HSYK Başkanvekili Kadir Özbek ile yüksek yargı organlarının açıklamalarının anımsatılması üzerine Can, yapılan açıklamaları şaşkınlıkla karşıladığını belirterek, “İtiraf etmek gerekirse bu açıklamaların bu kadar rahat şekilde, endişe duymaksızın nasıl yapıldığını biz anlayamadık, hayretler içinde kaldık. Konuştukları ifadeleri anlayıp anlamadıkları konusunda ciddi bir kuşku içerisindeyiz” dedi.

“Demokratikleşmenin bir şeyin çatısını çökertiyorsa orada bir sorun vardır” diyen Can, “Demokratikleşme ve özgürleşme, sadece totaliter düşüncelerin, sadece otoriter yapılanmaların, anti-demokratik yapılanmaların çatısını çökertir, başka bir şeyin değil. Bunu HSYK Başkanvekilinin de diğer aktörlerin de Türk milletinin de çok iyi bilmesi gerekiyor” dedi. Osman Can, şu anda Türkiye’de “anti demokratik, darbenin ürettiği bir yapının savunmasının yapıldığını” ileri sürerek, şöyle konuştu:

"Buna hiç kimsenin hakkı yok. Erkler ayrılığı ilkesinin bu şekilde anlaşıldığına hayretler içerisinde bakıyoruz.
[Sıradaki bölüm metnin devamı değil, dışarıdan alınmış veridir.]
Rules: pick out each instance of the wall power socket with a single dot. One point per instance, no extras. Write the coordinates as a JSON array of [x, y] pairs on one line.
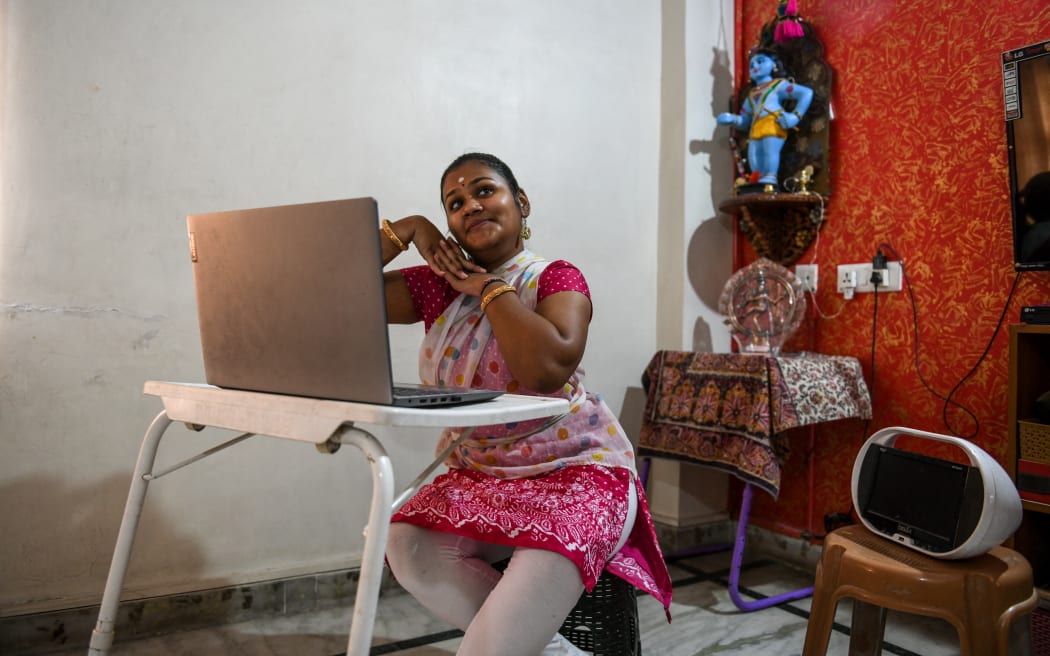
[[806, 274]]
Erkler ayrılığının bir zorunlu sonucu olan devlet iktidarını kullananların demokratik meşruiyete kavuşturulması erkler ayrılığı ilkesine aykırılık olarak anlaşılıyor. batıda hukuk devletinin temel taşları Türkiye'de hukuk devletini zedeleyici olarak algılanıyor.

Sadece bir şeyin başkanı olmuş olmak sizin her konuştuğunuzun doğru, her konuştuğunuzun hukuk ve her konuştuğunuzun da Anayasa hukuku teorisi olmasını gerektirmiyor. O, onun garantisi değildir. Ama Türkiye’de maalesef yargı sistemi böyle çalışıyor. Türk yargı sistemi, demokrasi duyarlılığına sahip, bilgi yoğunluğu yaşamış olan insanların yukarılara çıkmasına engel bir sistemdir.” (ANKA)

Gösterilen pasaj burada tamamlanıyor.